Wyszedłem sobie na spacer w celu wykonania kilku zdjęć ośnieżonego Bisztynka, krótko przed zachodem słońca. Zdjęcia zrobiłem. Wracając spotkałem Panią spacerującą z pieskiem. Szła kilka metrów przede mną.
- Co pan za głupoty pisze o moim mężu? - zapytała wyraźnie wnerwiona moim widokiem. - Niech pan napisze lepiej o tych szubienicach, które wiszą tu nie wiadomo dla kogo! Skonsternowany pomyślałem, że ktoś komuś grozi, albo wymalował grafitti z rysunkiem tego urządzenia katowskiego. Pani wskazała jednak na świąteczne ozdoby - lampki wiszące przy placu Wolności. Jeszcze nie świeciły. Rzeczywiście! Są poskręcane w liczne pętle! Przez mózg przeleciało mi, że to spisek jakiś, albo krecia robota facetów, którzy je pracowicie zawieszali. Specjalnie porobili pętle! No i dla kogo są przeznaczone?

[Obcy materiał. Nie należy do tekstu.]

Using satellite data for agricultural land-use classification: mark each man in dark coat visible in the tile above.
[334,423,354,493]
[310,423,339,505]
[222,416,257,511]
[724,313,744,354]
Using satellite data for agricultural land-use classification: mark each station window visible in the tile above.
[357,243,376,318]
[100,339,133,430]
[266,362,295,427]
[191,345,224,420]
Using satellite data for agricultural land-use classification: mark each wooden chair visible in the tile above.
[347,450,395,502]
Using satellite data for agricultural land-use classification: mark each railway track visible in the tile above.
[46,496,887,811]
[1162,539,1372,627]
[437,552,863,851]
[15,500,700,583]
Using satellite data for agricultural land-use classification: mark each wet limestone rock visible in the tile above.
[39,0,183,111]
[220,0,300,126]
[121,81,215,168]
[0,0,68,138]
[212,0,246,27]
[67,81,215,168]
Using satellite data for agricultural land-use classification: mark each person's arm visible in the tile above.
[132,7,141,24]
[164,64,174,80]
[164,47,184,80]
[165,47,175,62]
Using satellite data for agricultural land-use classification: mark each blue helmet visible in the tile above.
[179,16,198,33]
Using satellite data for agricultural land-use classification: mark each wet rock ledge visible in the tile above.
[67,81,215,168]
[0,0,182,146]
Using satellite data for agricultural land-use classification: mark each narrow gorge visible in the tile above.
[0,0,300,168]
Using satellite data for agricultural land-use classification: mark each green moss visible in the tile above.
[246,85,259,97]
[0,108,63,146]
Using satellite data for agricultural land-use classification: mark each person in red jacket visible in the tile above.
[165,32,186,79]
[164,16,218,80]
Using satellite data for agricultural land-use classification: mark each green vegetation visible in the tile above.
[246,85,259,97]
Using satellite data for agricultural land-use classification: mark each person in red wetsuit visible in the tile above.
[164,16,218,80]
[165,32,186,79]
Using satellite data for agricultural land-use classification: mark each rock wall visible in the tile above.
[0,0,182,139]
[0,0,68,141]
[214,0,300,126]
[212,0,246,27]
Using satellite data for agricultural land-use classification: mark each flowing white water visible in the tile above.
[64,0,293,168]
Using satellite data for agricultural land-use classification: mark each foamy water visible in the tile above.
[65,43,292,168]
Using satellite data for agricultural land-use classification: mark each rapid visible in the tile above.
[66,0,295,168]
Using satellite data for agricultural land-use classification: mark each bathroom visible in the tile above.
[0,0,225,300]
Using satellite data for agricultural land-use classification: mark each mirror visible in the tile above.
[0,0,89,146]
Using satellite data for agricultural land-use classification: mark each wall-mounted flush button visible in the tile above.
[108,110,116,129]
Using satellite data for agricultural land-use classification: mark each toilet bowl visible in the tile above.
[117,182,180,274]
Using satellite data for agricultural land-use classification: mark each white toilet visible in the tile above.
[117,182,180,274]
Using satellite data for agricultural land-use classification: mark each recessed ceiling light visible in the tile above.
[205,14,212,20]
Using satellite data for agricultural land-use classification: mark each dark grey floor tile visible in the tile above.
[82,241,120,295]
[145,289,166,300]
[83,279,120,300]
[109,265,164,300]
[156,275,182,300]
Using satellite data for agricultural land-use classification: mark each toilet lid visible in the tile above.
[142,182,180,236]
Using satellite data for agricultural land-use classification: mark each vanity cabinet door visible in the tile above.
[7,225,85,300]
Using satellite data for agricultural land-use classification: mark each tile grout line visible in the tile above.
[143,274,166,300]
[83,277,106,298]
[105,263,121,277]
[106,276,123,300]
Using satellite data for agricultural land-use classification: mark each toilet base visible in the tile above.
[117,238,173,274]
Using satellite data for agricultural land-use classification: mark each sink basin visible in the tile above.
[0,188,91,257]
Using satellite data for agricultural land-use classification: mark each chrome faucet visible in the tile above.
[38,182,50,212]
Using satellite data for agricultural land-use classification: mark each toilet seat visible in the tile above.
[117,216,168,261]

A właśnie... mózg. Usłyszałem od spacerowiczki, że chyba mi go alkohol wyżarł. Może i tak - pomyślałem. Ale czym pomyślałem, skoro mi go wyżarł? Zdaniem pani z pieskiem wyżarł mi (alkohol nie piesek), bo zamiast pisać głupoty, nie napisałem o "Marysieńce" sprzedanej za marne pieniądze przez niejakiego Jana Wójcika. Natomiast teren w Bisztynku, pewnemu przedsiębiorcy tenże Wójcik sprzedał za pieniądze straszne. Z pewną taką.. nieśmiałością odezwałem się przypominając, że akurat o "Marysieńce" pisałem kilkakrotnie. Na nic taki argument. Pani odeszła (z pieskiem) mówiąc jeszcze coś niezrozumiałego o moim układzie ze wspominanym już Wójcikiem.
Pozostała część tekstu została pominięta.